‘You don’t have to be an experienced gardener, this is for people who just want to learn and have a good time’
It’s an act of public beautification, but the roots of the Cambridge Horticultural Societies are to help educate and bring together people who share a love for gardening.
In the area there are three horticultural societies; the Galt Horticultural Society, the Preston Horticultural Society and GardenHespeler. All three have their roots between 1878 and 1900, sharing a similar mandate to encourage the interest and improvement of horticulture.
“I always think the mission is to educate people about gardening, and however we get that message out, we try to help, we try to support and we focus on the community,” said said Liz Stacey, president of the Galt Horticultural Society.
To help educate people about gardening, the three societies hold various events throughout the season. These events can range from guest speakers and workshops to plant sales, which the Preston Horticultural Society hosts on May 28.
Members also have the opportunity to travel to different locations to explore and learn about gardening topics. The cost of a membership varies between $10 and $15.
“We are proud of this area we live in and we can certainly maintain it.
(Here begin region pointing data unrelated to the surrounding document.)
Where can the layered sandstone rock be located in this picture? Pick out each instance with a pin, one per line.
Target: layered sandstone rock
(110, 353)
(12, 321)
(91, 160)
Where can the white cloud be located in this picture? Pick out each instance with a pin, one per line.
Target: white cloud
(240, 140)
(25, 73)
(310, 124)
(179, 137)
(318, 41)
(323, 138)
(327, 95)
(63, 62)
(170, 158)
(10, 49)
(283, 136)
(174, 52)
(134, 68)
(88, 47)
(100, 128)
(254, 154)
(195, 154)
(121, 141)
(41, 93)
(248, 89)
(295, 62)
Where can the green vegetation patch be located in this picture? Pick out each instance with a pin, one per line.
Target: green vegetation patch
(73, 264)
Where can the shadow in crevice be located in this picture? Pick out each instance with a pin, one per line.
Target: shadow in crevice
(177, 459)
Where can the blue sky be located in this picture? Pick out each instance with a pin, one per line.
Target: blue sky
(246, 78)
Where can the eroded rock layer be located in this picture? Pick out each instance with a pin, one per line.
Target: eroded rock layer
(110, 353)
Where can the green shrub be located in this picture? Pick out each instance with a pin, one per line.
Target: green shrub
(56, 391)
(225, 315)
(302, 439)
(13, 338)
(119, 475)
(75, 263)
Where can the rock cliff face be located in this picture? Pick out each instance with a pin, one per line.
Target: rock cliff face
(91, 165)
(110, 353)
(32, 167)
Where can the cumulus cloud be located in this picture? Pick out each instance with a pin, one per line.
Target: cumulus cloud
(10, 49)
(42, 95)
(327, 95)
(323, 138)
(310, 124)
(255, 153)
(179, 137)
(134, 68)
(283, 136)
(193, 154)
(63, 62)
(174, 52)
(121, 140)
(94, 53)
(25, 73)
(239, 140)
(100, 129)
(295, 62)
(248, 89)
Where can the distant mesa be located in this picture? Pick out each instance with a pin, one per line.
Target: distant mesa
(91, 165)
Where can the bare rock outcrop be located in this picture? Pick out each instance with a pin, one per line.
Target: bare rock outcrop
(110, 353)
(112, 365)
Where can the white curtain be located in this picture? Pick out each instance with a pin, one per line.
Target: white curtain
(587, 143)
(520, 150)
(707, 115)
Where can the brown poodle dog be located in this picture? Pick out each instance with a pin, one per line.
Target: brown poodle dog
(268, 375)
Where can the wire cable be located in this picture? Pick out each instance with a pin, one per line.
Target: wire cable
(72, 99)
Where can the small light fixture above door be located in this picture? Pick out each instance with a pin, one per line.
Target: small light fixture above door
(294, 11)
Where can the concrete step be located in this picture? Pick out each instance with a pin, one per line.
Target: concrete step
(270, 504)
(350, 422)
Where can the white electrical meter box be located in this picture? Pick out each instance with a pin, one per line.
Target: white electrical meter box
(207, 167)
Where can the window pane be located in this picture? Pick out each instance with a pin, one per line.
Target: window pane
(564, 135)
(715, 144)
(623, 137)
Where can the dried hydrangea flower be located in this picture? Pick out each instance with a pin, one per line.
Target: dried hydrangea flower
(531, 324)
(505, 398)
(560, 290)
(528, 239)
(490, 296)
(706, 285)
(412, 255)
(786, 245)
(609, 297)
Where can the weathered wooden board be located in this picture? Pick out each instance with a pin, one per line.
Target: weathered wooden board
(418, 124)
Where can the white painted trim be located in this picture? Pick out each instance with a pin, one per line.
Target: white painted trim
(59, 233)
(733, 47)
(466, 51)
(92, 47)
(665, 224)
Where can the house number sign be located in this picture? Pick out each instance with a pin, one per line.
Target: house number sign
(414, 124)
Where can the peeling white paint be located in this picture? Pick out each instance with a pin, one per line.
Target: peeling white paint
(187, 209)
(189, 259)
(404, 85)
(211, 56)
We don’t always need the City of Cambridge to maintain things,” said Maria Gillespie, chair of the Preston Horticultural Society, which maintains the flowerbeds in Gore. Park, between Concession Road and King Street.
While life is different from over a hundred years ago, GardenHespeler president Sherry Couchman said there are ways horticultural companies can stay relevant. She cites an example from her horticultural society, where she runs workshops for people who grow plants while living in an apartment.
“We try to share seeds and plants and try to share wealth if someone has access to something that we may not have,” said Couchman, whose company has flower beds in Bergey. Hill of Franklin Street.
“It’s really an opportunity to have a connection and see what’s going on and see what’s available in an urban setting.”
Apart from education, these companies can support other organizations. The Preston and Galt companies have both started growing vegetables and produce to donate to the Cambridge Food Bank.
“We have a lot of community groups, like neighborhood societies, asking for our help to come in and maybe run workshops on how to plant, or ask for seeds, or clean up a garden,” Stacey told about how his horticultural society is involved in the community.
“We have a lot of seniors who can no longer take care of their gardens, we have volunteers who will come to help them, usually it’s by donation.”
With the three organizations based on similar beliefs and being part of the same ruling district, all societies try to work together.
“We have access to other speakers, and if you can’t keep our meeting date, we try to record the meetings so people can still get the information, so we offer (meetings) and try to working together to make some people, whether it’s a garden tour or a workshop, try to promote the societies and we can all learn from the information shared,” Couchman said.
Sharing information between the three companies and with the community also helps build relationships between new and experienced gardeners.
“I think people got into the gardening craze with COVID,” Gillespie said. “As a gardener, we like to share our plants, we like to share ideas on how to grow things.”
The Preston Horticultural Society and GardenHespeler both note an increase in membership throughout the pandemic, with 54 members and 30 members respectively.
Despite the growth of these two organizations, the Galt Horticultural Society remains one of the largest horticultural societies in the region with over 250 members. Stacey notes that it may have something to do with the one-acre property on Grand Street, called Ferguson’s Cottage, that the company maintains.
“It’s really nice to walk around and have fun, and sit, and we have benches where you can sit and eat your lunch and maybe drink coffee,” Stacey said of the property.
Since 2022 has been designated as the Year of the Garden, each company has been gearing up to plant and maintain displays of red and white flowers, while also offering in-person events. To help support their gardens, the three organizations say they welcome new volunteers and members of all ages.
“It’s very important. There’s no way two or three people can manage a one-acre garden,” Stacey said of the volunteers, adding that the society holds a corn peeling at the end of the season to thank its volunteers.
“You don’t have to be an experienced gardener, this is for people who just want to learn and have a good time,” Couchman said.